Self-respect is also about keeping the promises we make to ourselves. Have you ever promised yourself that you would wake up earlier, start a new habit, or quit something that is not beneficial for you? Self-respect is what gives you the discipline to follow through on those commitments. If someone else broke a promise to you, you would likely feel disappointed or upset, so it is just as important not to break the promises you make to yourself.
There have been times when I personally stayed silent to avoid conflict or discomfort, even when something went against my values. In the end, it left me feeling disconnected from myself. Over time, I realised that self-respect is not just something you think, it is something you practise through your actions.
It is also about having an internal sense of self-worth and happiness, rather than relying on external validation. It means not constantly comparing yourself to others or being influenced by what they are doing. Instead, it is about being grounded in yourself and being able to say, “I am enough, and I am proud of who I am becoming.”
Choosing yourself does not mean you lack care for others; it means you value your own wellbeing just as much.
How to Achieve Self-Respect
Building self-respect is a gradual process.
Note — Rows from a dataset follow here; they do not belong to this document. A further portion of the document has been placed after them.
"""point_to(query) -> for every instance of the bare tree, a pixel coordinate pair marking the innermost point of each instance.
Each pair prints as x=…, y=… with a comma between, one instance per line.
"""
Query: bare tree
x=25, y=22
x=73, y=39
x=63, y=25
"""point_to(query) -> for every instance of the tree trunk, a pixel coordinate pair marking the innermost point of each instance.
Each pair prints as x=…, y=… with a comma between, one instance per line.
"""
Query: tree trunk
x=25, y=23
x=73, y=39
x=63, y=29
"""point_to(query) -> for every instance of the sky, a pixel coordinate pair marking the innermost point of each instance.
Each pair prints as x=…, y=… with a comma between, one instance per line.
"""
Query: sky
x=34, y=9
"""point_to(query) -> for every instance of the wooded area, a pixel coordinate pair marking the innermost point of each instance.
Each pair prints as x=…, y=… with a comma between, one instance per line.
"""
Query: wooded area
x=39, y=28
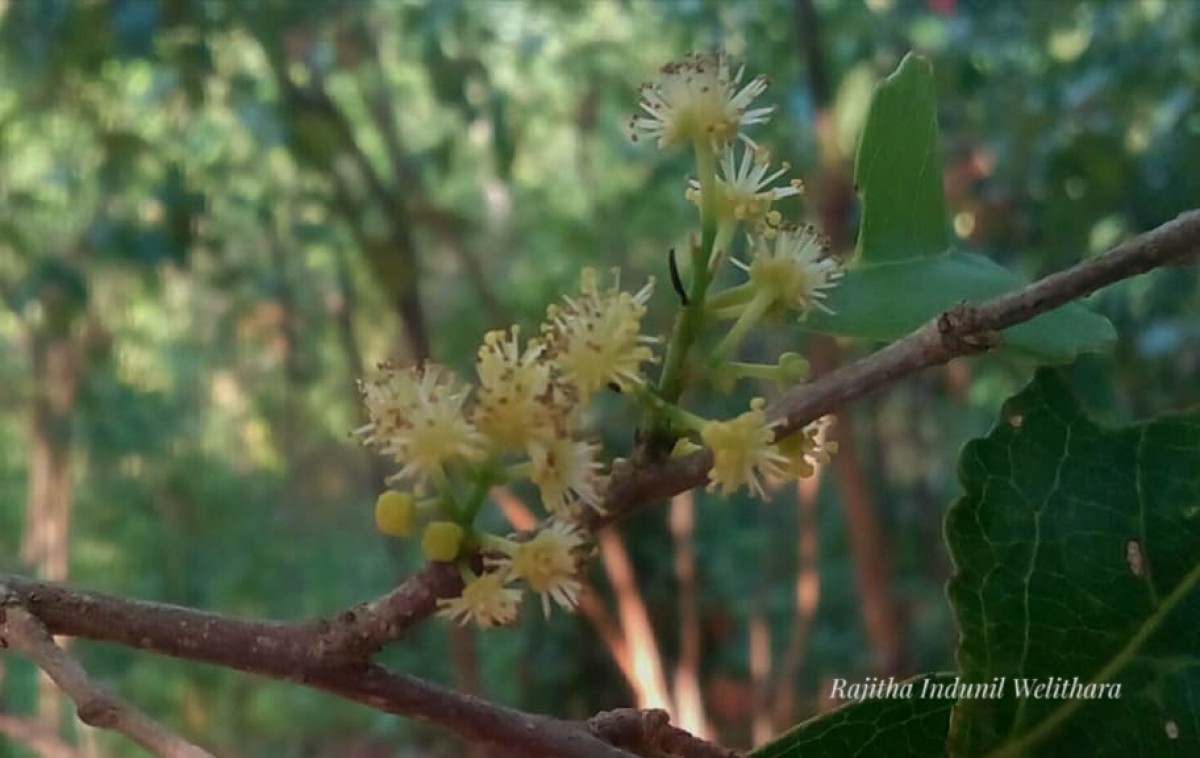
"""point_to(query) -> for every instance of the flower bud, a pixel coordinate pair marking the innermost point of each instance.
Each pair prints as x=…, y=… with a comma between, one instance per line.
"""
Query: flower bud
x=442, y=541
x=395, y=513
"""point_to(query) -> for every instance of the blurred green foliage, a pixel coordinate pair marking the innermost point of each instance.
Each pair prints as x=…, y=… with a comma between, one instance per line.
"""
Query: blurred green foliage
x=175, y=196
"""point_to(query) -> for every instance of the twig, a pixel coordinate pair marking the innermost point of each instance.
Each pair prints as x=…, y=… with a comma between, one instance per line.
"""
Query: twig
x=95, y=707
x=964, y=330
x=649, y=733
x=331, y=654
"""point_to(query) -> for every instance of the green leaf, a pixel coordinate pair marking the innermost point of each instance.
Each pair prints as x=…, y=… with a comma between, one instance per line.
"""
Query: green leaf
x=883, y=302
x=898, y=170
x=885, y=727
x=1077, y=554
x=905, y=276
It does not happen overnight, it requires consistency, awareness, and patience with yourself.
The first step is to understand yourself. This means becoming clear about your values, what you stand for, what you like, and what you do not like. It is important to regularly ask yourself questions such as: Is this right for me? Does this align with my values? Am I settling for something that does not feel true to who I am? These reflections help you identify who you are and what truly matters to you.
Once you understand your values, the next step is learning to align your actions with them. You begin to notice whether your behaviour reflects what you believe in, and if it does not, self-respect involves being honest with yourself and making changes where needed.
Another powerful way to build self-respect is through daily affirmations, especially during moments of self-doubt. Reminding yourself of your worth can gradually reshape the way you think, feel, and respond to challenges.
Seeking therapy or coaching can also be incredibly supportive. It allows you to explore your patterns, understand past behaviours, and develop healthier ways of relating to yourself and others. Growth often happens when you allow yourself to be guided and supported.
It is also important to recognise that this process takes time. Self-respect may not develop quickly, it can take months or even years. That is why paying attention to your habits and patterns is essential, especially the ones that no longer serve you.
Part of this journey is learning to accept yourself fully. This includes forgiving past mistakes, acknowledging your flaws, and choosing to grow without harsh judgement. Self-respect is not about being perfect,it is about being aware, accountable, and committed to becoming a better version of yourself.
Ultimately, self-respect is built through action. Every time you choose yourself, you strengthen it.
What Self-Respect Does for Your Life
When you develop self-respect, it transforms many areas of your life, including your relationships, mindset, and environment.
You begin to treat others with more kindness and understanding because you are no longer operating from a place of self-neglect. At the same time, you also stop accepting behaviour that does not align with your values.
Self-respect also extends beyond people. It influences how you treat your environment, your home, and even yourself on a daily basis. It reflects in how you care for your wellbeing, your space, and your presence in the world.
In essence, self-respect is not just about how you see yourself it is about how you move through life. It is the foundation that shapes your choices, your boundaries, and the energy you bring into every space you enter.